247 – Ce parlementarisme imposé de force est-elle la principale expression du coup d'État ?

Dilma Rousseff – Il y a de nombreuses strates au coup d'État. L'une d'entre elles, la plus évidente, est le procès pour impeachment, sans crime de responsabilité, qui a culminé par cette élection indirecte. Ensuite, cette situation de nouveau régime, qui a permis à un gouvernement intérimaire de changer les politiques publiques sans aucune légitimité. Il faudra discuter, dans le futur, des limites de l'intérimaire.

247 – Vous allez rétablir tout ce que le président intérimaire a fait, ou y-a-t-il des choses qui peuvent servir ?

Dilma Rousseff – Nous devrons tout rétablir, sans le moindre doute. Il n'y a aucune hypothèse de laisser voir disparaître le Ministère de la Science et de la Technologie (incorporés au Ministère des Communications NdT) Les autres modifications qu'ils ont faites n'ont que sens que pour leur stratégie, mais elles ne correspondant pas au désir de la population. Par exemple : quand ils retirent le S de la Previdência Social(Assurance Sociale) et mettent le Ministère sous la tutelle du Ministère des Finances, cela exprime une certaine vision du monde. Laquelle ? Retirer des droits aux retraités et aux travailleurs. Quand ils mettent l'Incra (Institut National de Colonisation et de Réforme Agraire) sous la tutelle du Ministère de l'Intérieur (Casa Civil), ils visent à retirer des droits aux travailleurs ruraux ou d'agréer à des intérêts physiologiques.
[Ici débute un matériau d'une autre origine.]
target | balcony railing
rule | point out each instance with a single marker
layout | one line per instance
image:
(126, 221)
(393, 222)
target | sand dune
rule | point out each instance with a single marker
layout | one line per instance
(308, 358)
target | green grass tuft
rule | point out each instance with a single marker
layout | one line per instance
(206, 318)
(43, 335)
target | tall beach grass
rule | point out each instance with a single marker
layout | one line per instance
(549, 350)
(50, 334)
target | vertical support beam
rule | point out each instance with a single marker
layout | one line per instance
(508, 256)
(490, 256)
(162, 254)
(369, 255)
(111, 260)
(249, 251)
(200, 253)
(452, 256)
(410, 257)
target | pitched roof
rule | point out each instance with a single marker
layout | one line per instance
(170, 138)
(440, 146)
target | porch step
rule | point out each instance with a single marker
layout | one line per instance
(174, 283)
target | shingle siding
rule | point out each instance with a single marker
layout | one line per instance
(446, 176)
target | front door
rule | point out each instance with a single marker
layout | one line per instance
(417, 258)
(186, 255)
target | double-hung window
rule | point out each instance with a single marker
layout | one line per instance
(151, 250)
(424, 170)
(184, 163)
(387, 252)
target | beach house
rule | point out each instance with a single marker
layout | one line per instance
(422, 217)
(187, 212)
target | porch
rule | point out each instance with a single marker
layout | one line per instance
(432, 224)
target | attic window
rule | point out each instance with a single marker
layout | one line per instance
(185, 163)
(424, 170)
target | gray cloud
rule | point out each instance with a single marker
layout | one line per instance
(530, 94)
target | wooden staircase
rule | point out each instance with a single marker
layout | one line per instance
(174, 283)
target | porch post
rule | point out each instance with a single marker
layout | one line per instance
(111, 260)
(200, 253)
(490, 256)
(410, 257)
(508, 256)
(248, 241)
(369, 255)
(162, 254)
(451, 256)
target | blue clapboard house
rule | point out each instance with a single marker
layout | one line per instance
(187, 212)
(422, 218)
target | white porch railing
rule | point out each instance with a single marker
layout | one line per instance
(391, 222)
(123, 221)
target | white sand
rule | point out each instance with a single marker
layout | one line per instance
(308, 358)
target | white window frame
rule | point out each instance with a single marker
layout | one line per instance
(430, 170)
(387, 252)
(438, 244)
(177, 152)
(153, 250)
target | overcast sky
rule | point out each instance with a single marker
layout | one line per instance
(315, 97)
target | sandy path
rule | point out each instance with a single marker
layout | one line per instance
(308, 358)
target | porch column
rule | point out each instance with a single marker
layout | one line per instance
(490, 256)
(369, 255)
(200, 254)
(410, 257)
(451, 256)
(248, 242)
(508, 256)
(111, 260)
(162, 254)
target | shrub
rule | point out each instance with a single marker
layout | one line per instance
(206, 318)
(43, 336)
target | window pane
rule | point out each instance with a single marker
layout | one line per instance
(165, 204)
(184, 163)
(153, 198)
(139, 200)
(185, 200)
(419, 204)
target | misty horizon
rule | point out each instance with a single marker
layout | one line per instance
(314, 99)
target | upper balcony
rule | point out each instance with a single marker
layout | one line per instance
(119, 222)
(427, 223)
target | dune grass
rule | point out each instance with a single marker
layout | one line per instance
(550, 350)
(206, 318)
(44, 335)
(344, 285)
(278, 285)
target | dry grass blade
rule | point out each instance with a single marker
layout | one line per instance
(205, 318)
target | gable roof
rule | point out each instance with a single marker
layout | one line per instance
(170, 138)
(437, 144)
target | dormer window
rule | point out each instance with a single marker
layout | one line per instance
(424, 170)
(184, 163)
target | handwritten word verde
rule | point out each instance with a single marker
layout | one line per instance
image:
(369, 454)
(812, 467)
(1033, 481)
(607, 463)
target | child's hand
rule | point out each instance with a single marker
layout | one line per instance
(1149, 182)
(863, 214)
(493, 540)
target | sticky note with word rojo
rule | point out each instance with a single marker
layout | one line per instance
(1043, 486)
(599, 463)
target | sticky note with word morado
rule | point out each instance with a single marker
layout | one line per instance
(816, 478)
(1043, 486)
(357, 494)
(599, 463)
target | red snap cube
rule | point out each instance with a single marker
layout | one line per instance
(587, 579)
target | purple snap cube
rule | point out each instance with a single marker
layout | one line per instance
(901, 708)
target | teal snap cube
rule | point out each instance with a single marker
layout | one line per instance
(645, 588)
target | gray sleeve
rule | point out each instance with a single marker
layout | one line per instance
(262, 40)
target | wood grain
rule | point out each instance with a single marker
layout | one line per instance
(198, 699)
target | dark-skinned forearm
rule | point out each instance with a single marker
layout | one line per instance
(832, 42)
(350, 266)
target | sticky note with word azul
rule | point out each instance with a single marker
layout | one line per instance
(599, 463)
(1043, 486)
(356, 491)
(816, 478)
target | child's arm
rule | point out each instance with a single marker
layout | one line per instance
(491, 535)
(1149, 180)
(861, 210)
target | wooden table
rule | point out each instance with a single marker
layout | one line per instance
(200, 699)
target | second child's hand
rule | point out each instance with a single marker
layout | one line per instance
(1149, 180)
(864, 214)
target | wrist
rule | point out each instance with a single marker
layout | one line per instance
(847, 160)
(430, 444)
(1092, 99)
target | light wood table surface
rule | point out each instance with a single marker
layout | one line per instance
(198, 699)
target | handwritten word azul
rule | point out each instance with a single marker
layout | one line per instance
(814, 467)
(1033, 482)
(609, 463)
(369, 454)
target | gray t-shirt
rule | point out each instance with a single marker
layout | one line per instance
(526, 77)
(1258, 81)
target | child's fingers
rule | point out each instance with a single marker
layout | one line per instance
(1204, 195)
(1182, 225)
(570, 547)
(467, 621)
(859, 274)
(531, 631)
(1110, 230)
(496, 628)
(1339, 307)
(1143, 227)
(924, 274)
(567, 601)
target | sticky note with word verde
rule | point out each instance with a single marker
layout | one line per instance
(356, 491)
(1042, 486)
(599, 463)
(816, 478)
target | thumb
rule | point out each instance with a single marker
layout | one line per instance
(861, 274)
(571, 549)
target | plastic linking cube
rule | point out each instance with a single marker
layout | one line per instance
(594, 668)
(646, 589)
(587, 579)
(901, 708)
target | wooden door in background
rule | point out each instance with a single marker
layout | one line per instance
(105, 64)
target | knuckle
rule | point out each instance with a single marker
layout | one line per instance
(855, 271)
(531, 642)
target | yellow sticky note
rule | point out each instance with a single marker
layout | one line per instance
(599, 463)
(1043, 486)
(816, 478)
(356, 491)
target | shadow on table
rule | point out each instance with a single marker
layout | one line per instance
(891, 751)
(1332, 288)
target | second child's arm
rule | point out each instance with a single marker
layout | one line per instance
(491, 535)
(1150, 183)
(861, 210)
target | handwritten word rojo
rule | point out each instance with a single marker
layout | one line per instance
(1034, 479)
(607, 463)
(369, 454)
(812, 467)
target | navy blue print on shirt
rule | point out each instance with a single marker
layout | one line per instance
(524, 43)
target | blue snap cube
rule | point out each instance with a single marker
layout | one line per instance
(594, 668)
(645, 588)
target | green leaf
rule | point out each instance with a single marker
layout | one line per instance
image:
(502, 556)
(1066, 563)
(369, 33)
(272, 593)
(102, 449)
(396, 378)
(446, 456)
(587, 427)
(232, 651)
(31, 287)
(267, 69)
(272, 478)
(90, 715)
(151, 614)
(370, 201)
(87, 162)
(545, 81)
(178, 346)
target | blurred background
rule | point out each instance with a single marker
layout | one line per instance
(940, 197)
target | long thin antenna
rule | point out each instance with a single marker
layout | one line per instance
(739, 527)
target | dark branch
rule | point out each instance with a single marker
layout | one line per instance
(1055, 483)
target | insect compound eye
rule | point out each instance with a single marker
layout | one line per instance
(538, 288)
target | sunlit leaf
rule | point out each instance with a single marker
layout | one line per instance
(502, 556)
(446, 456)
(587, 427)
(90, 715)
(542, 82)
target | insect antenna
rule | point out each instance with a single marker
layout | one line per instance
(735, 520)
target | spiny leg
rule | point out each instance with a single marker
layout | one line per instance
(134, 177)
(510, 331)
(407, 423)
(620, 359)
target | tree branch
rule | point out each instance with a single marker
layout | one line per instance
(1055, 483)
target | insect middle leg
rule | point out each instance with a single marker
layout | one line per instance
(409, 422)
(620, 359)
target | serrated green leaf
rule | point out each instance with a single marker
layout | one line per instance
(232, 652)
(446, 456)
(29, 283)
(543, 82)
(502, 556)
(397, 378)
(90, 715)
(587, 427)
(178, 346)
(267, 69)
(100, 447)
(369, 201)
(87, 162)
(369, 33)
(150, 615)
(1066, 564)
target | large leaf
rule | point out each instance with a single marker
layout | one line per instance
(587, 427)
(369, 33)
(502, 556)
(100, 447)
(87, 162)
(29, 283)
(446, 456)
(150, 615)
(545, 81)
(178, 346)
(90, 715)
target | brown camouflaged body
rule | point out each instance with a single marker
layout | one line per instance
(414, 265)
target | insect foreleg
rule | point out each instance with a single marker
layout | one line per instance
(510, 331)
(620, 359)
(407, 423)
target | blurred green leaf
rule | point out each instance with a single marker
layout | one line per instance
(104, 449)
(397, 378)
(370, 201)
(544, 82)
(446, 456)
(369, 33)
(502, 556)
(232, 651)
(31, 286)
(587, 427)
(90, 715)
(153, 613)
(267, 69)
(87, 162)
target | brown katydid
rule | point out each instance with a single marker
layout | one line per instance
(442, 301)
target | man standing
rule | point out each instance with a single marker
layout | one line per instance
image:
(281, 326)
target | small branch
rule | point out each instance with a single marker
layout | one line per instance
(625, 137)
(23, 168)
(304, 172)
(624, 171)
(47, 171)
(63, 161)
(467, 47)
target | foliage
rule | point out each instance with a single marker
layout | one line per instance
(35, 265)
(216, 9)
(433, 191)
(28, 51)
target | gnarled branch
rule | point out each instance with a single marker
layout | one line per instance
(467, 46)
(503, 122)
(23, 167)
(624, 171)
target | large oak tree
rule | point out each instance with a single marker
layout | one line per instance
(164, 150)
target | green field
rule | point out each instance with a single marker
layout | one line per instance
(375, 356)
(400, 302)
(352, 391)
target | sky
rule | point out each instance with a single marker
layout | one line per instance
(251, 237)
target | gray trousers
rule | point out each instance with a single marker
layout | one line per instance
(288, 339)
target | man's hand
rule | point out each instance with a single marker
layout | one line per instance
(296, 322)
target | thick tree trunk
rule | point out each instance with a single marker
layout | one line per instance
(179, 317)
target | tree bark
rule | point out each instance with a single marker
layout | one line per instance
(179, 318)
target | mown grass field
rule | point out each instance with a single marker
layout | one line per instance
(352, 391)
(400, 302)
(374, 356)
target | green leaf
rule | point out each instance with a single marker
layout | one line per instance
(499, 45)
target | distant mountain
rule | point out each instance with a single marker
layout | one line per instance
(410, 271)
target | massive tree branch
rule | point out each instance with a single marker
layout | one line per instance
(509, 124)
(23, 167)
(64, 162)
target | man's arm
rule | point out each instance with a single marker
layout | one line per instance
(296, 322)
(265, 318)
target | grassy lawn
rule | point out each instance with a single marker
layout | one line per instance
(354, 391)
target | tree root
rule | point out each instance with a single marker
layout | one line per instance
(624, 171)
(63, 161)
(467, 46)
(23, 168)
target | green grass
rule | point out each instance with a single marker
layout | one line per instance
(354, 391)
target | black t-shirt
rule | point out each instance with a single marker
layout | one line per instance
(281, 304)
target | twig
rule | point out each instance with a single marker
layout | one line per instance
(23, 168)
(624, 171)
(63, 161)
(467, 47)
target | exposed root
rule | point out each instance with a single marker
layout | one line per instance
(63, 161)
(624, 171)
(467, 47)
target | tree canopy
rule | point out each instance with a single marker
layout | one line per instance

Rien de tout cela ne peut continuer, sans parler de ce qu'ils ont fait avec les femmes, les noirs, les homosexuels, les handicapés et toutes les minorités.

247 – Ce gouvernement provisoire a rendu les minorités invisibles ?

Dilma Rousseff – Une invisibilité totale. Et rendre invisible, dans ce gouvernement d'hommes blancs, est une manière de faire taire. En plus, cette femme qui a assumé le Secrétariat d'État aux Femmes [Fatima Pelaes] a dit une chose très grave.

247 – Vous parlez de quoi en particulier ?

Dilma Rousseff – Elle a dit, puis s'est dédit. Mais ce qu'ils pensent, c'est ce qu'ils disent la première fois. Elle a affirmé que l'avortement doit être interdit même en cas de viol. La loi brésilienne a été perfectionnée et modifiée peu à peu. L'avortement est permis en cas de viol, des grossesse à haut risque et d'anencéphalie. Le fonctionnaire public n'a pas à aimer ou pas. Il doit obéir et c'est tout. Mais elle est seulement un exemple.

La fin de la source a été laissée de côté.